Removing gs://video-analysis-handson00_video_files/processed/room_camera_example.mp4...
/ [1 objects]                                                                   
Operation completed over 1 objects.                                              
CommandException: One or more URLs matched no objects.

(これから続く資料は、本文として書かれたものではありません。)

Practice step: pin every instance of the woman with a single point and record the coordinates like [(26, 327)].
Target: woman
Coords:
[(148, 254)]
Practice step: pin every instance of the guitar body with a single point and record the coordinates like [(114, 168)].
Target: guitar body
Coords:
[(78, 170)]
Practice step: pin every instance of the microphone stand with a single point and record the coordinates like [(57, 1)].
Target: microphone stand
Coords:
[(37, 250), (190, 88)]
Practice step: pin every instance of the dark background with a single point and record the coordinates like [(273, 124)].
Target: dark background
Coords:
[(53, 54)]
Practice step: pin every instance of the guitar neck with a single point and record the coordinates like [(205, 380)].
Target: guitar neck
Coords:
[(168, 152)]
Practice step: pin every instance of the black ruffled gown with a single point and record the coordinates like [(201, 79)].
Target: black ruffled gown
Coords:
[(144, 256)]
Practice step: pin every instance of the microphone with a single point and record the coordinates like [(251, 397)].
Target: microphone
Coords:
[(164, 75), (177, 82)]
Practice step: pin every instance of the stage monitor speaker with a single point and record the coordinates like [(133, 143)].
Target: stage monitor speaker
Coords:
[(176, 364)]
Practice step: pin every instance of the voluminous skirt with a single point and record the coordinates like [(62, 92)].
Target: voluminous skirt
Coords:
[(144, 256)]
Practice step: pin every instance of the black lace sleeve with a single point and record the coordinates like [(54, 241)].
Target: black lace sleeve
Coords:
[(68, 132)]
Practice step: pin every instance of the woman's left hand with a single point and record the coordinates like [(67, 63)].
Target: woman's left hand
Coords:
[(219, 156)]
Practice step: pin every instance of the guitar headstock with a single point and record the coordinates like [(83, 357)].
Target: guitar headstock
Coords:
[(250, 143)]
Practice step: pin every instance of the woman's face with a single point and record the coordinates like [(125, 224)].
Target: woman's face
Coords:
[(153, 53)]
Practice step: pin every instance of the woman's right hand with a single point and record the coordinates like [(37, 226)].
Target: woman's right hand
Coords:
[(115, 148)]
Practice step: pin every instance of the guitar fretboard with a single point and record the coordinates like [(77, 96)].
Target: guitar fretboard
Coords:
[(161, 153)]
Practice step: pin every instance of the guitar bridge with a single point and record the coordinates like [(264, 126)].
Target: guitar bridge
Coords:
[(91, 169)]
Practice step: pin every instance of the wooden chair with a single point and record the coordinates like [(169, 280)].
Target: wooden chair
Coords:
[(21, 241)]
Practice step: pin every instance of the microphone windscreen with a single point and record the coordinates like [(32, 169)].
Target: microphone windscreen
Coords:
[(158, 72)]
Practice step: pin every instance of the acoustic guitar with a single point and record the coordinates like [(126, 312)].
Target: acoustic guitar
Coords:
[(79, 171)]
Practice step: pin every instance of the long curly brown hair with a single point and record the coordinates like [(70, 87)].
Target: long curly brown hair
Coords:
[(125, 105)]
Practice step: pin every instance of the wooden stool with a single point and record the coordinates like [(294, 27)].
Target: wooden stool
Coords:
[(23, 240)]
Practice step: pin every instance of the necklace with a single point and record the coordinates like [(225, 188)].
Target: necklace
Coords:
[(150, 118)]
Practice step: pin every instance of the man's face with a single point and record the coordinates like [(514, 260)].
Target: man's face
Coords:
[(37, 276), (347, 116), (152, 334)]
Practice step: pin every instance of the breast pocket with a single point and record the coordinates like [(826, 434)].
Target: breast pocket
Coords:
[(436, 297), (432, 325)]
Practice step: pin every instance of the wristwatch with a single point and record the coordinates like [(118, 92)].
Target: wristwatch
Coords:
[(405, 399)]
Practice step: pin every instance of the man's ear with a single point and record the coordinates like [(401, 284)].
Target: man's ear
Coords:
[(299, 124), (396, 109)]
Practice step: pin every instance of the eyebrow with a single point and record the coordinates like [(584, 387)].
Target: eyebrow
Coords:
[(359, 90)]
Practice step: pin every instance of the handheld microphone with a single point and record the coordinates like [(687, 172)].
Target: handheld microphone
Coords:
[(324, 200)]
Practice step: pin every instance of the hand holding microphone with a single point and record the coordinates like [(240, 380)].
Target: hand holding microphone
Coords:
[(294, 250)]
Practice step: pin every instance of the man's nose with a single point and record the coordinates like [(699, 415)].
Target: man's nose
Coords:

次のように、`RunJobRequest.Overrides()` で環境変数の値をセットしてジョブの実行をリクエストします。

In [16]:
from google.cloud.run_v2.services.jobs import JobsClient
from google.cloud.run_v2.types import RunJobRequest

gcs_payload_uri = f'gs://{BUCKET_NAME}/job_request/{request_file}'
overrides = RunJobRequest.Overrides(
    container_overrides=[
        RunJobRequest.Overrides.ContainerOverride(
            env=[
                {"name": "GCS_PAYLOAD_URI", "value": gcs_payload_uri},
            ],
        )
    ]
)

job_path = f'projects/{PROJECT_ID}/locations/{LOCATION}/jobs/{JOB_NAME}'
request = RunJobRequest(name=job_path, overrides=overrides)
operation = JobsClient().run_job(request=request)
operation.metadata

name: "projects/video-analysis-handson00/locations/us-central1/jobs/video-preprocess-job/executions/video-preprocess-job-vlg4b"
uid: "40c5d398-5b80-4ef6-bac1-9eb8c4599da0"
generation: 1
create_time {
  seconds: 1753591078
  nanos: 921655000
}
update_time {
  seconds: 1753591078
  nanos: 921655000
}
launch_stage: GA
job: "video-preprocess-job"
parallelism: 1
task_count: 1
template {
  containers {
    image: "us-central1-docker.pkg.dev/video-analysis-handson00/cloud-run-source-deploy/video-preprocess-job"
    env {
      name: "GCS_PAYLOAD_URI"
      value: "gs://video-analysis-handson00_video_files/job_request/9b2e868b-0640-465d-ac61-246330e3646d.json"
    }
    resources {
      limits {
        key: "cpu"
        value: "4"
      }
      limits {
        key: "memory"
        value: "8Gi"
      }
    }
  }
  max_retries: 3
  timeout {
    seconds: 3600
  }
  service_account: "127334181968-compute@developer.gserviceaccount.com"
  execution_environment: EXECUTION_ENVIRONMENT_GEN2
}
rec

Cloud Console の Cloud Run Jobs [管理ページ](https://console.cloud.google.com/run/jobs) からジョブの実行状況を確認してください。


## 演習課題

Cloud Run Jobs を用いて、動画の前処理に加えて、Gemini API による分析処理も行えるように実装してください。